Lincoln Man Pleads Guilty To Threatening Election Official

LINCOLN, Neb. (KOLN) – A Lincoln man pleaded guilty Thursday to making multiple threatening posts on an Instagram page associated with an election official.

According to court documents, Travis Ford, 42, of Lincoln, made multiple threats in August 2021 toward the election official, specifically: “Do you feel safe? You shouldn’t. Do you think Soros will/can protect you?” and “Your security detail is far too thin and incompetent to protect you. This world is unpredictable these days….anything can happen to anyone.”

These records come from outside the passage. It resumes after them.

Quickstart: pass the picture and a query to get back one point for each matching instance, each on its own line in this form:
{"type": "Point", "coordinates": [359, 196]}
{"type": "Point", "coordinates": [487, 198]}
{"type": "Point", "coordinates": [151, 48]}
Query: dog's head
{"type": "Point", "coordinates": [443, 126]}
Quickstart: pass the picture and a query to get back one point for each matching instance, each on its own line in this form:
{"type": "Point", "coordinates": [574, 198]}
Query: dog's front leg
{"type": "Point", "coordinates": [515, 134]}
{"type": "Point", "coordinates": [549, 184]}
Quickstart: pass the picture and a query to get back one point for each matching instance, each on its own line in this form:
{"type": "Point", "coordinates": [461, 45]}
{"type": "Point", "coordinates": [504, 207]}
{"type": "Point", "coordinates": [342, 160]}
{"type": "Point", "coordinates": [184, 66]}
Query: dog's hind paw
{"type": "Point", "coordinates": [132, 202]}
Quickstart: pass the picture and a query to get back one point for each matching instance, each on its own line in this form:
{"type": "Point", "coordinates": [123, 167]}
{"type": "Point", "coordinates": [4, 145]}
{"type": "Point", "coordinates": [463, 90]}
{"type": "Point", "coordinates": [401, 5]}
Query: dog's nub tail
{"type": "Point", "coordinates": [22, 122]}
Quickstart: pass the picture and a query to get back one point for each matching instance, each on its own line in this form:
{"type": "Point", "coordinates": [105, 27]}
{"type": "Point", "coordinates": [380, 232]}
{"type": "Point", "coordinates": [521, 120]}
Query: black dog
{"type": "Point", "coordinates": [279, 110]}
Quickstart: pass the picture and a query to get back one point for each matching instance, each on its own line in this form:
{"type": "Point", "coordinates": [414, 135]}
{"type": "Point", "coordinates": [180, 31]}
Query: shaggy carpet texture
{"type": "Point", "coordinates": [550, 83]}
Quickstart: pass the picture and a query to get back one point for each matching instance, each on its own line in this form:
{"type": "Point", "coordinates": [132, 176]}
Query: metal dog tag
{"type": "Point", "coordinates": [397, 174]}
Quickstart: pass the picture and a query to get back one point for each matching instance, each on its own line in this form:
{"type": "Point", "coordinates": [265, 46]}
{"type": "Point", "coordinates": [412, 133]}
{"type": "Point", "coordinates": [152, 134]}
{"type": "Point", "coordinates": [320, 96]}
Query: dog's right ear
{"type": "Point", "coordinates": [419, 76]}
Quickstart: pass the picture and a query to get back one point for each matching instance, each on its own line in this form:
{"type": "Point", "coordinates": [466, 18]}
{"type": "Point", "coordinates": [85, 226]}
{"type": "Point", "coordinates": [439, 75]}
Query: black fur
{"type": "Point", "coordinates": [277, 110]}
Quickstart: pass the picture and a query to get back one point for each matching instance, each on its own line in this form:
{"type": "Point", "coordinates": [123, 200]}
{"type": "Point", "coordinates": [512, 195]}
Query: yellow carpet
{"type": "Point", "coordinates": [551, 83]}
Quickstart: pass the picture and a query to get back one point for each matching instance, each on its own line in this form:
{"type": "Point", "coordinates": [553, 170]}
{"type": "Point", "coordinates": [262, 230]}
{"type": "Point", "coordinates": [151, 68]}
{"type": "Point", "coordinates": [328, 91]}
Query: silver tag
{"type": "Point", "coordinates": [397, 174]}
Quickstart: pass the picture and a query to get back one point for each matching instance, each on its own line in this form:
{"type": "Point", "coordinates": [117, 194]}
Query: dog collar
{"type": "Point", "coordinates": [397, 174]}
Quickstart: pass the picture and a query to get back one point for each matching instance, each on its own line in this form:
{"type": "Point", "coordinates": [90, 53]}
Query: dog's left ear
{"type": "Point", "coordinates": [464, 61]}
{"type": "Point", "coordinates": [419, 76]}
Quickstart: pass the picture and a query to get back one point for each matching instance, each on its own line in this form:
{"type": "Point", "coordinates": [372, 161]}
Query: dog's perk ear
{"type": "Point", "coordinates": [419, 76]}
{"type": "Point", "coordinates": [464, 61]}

“The Justice Department will not tolerate illegal threats of violence against public officials,” said Attorney General Merrick B. Garland. “Threats of violence against election officials are dangerous for people’s safety and dangerous for our democracy, and we will use every resource at our disposal to disrupt and investigate those threats and hold perpetrators accountable.”

“Threatening violence against election workers in an attempt to intimidate them while in performance of their duties will not be tolerated,” said FBI Director Christopher Wray. “Threats to election workers have no place in our society, and today’s plea demonstrates the success of our collaborative efforts to ensure the safety of the workers we entrust to effectuate the democratic process.”

“We are proud to work with our partners at FBI Denver, the U.S. Attorney’s Office in Nebraska, and the Justice Department’s Criminal Division to hold this defendant accountable for threatening an election official in Colorado,” said U.S. Attorney Cole Finegan for the District of Colorado. “If you make online threats of violence, do not count on remaining anonymous.”

Ford also posted similar messages on Instagram pages associated with the President of the United States and with another public figure.

Ford is scheduled to be sentenced on Oct. 6 and faces up to two years in prison. A federal district court judge will determine any sentence after considering the U.S. Sentencing Guidelines and other statutory factors.